I recently moved my files to a new zfs-pool and used that chance to properly configure my datasets.
This led me to discovering zfs-deduplication.
As most of my storage is used by my jellyfin library (~7-8Tb), which is mostly uncompressed bluray rips I thought I might be able to save some storage using deduplication in addition to compression.
Has anyone here used that for similar files before? What was your experience with it?
I am not too worried about performance. The dataset in question is rarely changed. Basically only when I add more media every couple of months. I also have overshot my cpu-target when originally configuring my server so there is a lot of headroom there. I have 32Gb of ram which is not really fully utilized either (but I also would not mind upgrading to 64 too much).
My main concern is that I am unsure it is useful. I suspect just because of the amount of data and similarity in type there would statistically be a lot of block-level duplication but I could not find any real world data or experiences on that.

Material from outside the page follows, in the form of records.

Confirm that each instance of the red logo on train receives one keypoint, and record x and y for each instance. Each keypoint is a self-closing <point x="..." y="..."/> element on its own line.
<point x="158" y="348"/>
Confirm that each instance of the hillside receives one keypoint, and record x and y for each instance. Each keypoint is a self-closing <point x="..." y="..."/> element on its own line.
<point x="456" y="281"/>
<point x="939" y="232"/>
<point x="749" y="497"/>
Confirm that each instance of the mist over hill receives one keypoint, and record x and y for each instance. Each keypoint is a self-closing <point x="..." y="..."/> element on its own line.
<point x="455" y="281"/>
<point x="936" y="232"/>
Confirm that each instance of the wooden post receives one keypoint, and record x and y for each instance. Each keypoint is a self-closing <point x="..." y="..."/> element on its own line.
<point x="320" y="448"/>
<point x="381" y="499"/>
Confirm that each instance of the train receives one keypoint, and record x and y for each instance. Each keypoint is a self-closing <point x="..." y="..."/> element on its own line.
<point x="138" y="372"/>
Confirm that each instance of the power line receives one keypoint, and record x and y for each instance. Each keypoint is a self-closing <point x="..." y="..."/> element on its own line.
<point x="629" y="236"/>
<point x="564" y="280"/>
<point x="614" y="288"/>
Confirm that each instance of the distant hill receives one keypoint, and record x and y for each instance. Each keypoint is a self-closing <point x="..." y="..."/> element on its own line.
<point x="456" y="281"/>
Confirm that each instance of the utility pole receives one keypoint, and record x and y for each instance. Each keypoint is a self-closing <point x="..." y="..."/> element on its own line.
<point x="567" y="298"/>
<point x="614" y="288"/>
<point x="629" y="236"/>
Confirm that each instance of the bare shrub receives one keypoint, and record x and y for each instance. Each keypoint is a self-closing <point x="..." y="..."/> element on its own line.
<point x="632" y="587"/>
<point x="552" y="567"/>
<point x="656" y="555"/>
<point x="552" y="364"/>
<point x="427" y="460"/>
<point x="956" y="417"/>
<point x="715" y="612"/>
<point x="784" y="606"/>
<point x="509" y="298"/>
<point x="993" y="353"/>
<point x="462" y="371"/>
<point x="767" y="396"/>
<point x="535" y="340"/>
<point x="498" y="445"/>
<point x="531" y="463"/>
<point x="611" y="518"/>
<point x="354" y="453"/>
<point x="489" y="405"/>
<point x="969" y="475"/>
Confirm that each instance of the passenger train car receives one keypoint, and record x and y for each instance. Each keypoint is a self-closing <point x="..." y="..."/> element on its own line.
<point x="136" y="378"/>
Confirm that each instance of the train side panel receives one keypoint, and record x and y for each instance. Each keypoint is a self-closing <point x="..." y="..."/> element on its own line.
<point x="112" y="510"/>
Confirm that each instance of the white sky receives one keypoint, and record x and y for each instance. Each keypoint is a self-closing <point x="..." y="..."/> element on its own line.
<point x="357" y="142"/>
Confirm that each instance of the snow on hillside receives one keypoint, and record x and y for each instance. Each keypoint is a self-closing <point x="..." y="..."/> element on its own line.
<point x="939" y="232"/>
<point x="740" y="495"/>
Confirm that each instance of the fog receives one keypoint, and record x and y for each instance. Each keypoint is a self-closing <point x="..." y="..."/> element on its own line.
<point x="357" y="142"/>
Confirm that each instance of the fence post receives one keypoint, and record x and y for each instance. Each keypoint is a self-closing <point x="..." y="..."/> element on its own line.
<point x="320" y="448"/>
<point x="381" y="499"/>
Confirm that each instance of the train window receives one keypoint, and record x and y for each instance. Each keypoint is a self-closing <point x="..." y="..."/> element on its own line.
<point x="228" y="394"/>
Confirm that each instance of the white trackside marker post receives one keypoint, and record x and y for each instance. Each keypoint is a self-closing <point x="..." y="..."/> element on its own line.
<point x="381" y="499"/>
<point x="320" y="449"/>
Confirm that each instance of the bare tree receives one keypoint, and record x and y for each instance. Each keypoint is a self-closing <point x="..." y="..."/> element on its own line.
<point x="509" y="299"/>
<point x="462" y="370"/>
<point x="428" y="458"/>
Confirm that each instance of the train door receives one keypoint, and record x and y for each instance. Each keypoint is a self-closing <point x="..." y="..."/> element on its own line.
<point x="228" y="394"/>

You should maybe read about the use cases for deduplication before using it. Here’s one recent article:
https://despairlabs.com/blog/posts/2024-10-27-openzfs-dedup-is-good-dont-use-it/
If you mostly store legit Blu-ray rips, the answer is probably no, you should not use zfs deduplication.
I was also going to link this. I started using zfs 10-ish years ago and used dedup when it came out, and it was really not worth it except for archiving a bunch of stuff I knew had gigs of duplicate data. Performance was so poor.